The salt-tolerant rice cultivar HH11 had more favorable adjustment in antioxidant and osmotic activity than the salt-sensitive rice cultivar IR29 upon exposure to salt stress, and in turn HH11 had less growth inhibition than IR29. A large number of DEGs that responded to salt stress were identified through comparative transcriptome analysis in this study. HH11 and IR29 had many DEGs in common, but the gene expression level for salt-tolerant HH11 was higher, likely reflecting enhanced regulatory activity. GO and KEGG analysis showed that HH11 and IR29 had similar enriched pathways in response to salt stress, with enrichment of carbohydrate metabolic process, response to oxidative stress and ion transport.
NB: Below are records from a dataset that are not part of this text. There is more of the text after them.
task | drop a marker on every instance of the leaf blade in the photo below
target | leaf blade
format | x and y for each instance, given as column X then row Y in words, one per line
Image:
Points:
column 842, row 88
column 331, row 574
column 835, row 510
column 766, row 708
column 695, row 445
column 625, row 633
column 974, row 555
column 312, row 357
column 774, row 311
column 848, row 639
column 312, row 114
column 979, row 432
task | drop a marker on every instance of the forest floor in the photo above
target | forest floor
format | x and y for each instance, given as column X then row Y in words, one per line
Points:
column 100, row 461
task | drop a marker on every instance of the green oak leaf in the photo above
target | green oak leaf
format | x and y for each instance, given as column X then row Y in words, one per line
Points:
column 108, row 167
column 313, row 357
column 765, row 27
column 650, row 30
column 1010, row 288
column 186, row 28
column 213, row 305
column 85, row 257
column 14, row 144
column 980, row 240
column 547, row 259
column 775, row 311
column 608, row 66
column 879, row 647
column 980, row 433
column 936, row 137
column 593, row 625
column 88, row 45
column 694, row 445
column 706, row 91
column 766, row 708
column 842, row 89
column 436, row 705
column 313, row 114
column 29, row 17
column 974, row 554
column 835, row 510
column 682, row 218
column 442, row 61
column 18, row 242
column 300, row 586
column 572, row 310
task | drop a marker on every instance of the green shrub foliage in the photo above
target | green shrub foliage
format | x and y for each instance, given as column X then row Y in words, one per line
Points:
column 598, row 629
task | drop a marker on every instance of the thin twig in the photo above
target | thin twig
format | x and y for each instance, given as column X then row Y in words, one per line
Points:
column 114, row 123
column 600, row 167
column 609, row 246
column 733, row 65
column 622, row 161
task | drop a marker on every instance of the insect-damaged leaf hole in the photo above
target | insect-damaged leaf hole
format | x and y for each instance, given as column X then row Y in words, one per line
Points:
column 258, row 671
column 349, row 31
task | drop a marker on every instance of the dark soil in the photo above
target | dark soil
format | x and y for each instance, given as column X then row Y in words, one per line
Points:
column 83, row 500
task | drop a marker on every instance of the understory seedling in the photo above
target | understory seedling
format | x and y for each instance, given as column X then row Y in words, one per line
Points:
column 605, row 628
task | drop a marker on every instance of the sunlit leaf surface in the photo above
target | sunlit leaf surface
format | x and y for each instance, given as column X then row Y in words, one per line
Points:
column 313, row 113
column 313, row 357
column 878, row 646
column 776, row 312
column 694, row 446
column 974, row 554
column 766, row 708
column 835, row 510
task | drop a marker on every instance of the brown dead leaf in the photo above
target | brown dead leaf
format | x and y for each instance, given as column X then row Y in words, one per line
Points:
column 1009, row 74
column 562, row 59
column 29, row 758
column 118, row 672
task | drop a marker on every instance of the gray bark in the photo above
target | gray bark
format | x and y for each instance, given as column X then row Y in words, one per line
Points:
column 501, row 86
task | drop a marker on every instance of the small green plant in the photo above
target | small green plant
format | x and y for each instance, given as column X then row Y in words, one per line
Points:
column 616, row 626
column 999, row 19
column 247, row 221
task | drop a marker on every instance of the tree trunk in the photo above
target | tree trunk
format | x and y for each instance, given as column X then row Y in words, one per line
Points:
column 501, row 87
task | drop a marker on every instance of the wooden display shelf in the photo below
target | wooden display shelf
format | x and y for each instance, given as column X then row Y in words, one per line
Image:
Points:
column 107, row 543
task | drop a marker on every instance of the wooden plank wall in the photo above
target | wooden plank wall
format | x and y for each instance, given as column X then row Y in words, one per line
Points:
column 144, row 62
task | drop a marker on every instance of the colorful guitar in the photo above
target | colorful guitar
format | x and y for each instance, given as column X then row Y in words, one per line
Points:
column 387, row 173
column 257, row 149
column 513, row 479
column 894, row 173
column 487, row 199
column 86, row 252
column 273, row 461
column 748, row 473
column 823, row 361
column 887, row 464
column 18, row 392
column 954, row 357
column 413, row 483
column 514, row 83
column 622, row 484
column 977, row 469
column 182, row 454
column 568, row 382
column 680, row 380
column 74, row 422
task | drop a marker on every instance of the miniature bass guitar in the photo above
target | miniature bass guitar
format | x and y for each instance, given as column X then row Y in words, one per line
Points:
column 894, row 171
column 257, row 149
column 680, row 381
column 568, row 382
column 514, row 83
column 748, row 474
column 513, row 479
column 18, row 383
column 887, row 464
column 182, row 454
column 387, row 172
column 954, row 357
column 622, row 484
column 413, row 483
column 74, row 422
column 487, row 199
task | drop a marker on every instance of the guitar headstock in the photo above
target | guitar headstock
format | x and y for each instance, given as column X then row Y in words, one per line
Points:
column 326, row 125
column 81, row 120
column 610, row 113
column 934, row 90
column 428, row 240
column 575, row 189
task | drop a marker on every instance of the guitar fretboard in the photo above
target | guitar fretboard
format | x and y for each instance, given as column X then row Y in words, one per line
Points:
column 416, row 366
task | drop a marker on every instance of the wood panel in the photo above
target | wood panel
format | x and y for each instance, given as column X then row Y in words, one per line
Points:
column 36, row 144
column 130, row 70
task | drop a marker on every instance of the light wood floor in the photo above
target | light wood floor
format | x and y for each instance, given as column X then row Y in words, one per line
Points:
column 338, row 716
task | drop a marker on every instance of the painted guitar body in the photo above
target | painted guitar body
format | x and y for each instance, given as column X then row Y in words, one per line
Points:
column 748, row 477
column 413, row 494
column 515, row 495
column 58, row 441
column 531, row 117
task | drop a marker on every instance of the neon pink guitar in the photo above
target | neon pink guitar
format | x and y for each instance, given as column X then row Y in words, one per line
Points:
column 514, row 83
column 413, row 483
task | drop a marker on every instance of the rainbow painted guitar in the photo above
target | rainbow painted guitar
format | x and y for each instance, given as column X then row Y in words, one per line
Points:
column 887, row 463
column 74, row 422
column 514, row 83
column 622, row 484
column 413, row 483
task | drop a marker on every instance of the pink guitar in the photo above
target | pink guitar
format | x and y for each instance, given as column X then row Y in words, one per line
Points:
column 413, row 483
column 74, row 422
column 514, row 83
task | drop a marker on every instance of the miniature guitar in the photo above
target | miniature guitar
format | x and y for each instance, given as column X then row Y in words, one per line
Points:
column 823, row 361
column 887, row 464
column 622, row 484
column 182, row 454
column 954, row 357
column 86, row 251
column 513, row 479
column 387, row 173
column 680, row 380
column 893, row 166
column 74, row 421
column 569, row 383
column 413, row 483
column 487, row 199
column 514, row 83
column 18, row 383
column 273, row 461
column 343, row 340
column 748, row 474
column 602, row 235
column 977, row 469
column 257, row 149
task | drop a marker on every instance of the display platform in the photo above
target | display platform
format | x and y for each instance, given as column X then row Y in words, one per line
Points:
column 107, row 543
Two SPS genes (LOC_Os01g69030 and LOC_Os08g20660), two SS genes (LOC_Os04g17650 and LOC_Os04g24430), a glucose-1-phosphate adenylyltransferase gene (LOC_Os09g12660) and two GST genes (LOC_Os06g12290 and LOC_Os10g38740) in the sucrose and starch metabolic pathway and glutathione metabolic pathway were identified in this study as candidate genes that should be further examined to determine their role in responses of rice plants to salt stress.